1
0
mirror of https://github.com/RPCS3/llvm-mirror.git synced 2024-10-24 13:33:37 +02:00
llvm-mirror/lib/Target/PowerPC/PPC.h
Bill Schmidt c18bf56926 [PowerPC] Yet another approach to __tls_get_addr
This patch is a third attempt to properly handle the local-dynamic and
global-dynamic TLS models.

In my original implementation, calls to __tls_get_addr were hidden
from view until the asm-printer phase, at which point the underlying
branch-and-link instruction was created with proper relocations.  This
mostly worked well, but I used some repellent techniques to ensure
that the TLS_GET_ADDR nodes at the SD and MI levels correctly received
input from GPR3 and produced output into GPR3.  This proved to work
badly in the presence of multiple TLS variable accesses, with the
copies to and from GPR3 being scheduled incorrectly and generally
creating havoc.

In r221703, I addressed that problem by representing the calls to
__tls_get_addr as true calls during instruction lowering.  This had
the advantage of removing all of the bad hacks and relying on the
existing call machinery to properly glue the copies in place.

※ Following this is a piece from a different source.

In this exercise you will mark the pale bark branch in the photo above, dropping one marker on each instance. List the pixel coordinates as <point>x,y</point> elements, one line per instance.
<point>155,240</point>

It
looked like this was going to be the right way to go.

However, as a side effect of the recent discovery of problems with
linker optimizations for TLS, we discovered cases of suboptimal code
generation with this strategy.  The problem comes when tls_get_addr is
called for the same address, and there is a resulting CSE
opportunity.  It turns out that in such cases MachineCSE will common
the addis/addi instructions that set up the input value to
tls_get_addr, but will not common the calls themselves.  MachineCSE
does not have any machinery to common idempotent calls.  This is
perfectly sensible, since presumably this would be done at the IR
level, and introducing calls in the back end isn't commonplace.  In
any case, we end up with two calls to __tls_get_addr when one would
suffice, and that isn't good.

I presumed that the original design would have allowed commoning of
the machine-specific nodes that hid the __tls_get_addr calls, so as
suggested by Ulrich Weigand, I went back to that design and cleaned it
up so that the copies were properly held together by glue
nodes.  However, it turned out that this didn't work either...the
presence of copies to physical registers kept the machine-specific
nodes from being commoned also.

All of which leads to the design presented here.  This is a return to
the original design, except that no attempt is made to introduce
copies to and from GPR3 during instruction lowering.  Virtual registers
are used until prior to register allocation.  At that point, a special
pass is run that identifies the machine-specific nodes that hide the
tls_get_addr calls and introduces the copies to and from GPR3 around
them.  The register allocator then coalesces these copies away.  With
this design, MachineCSE succeeds in commoning tls_get_addr calls where
possible, and we get nice optimal code generation (better than GCC at
the moment, which does not common these calls).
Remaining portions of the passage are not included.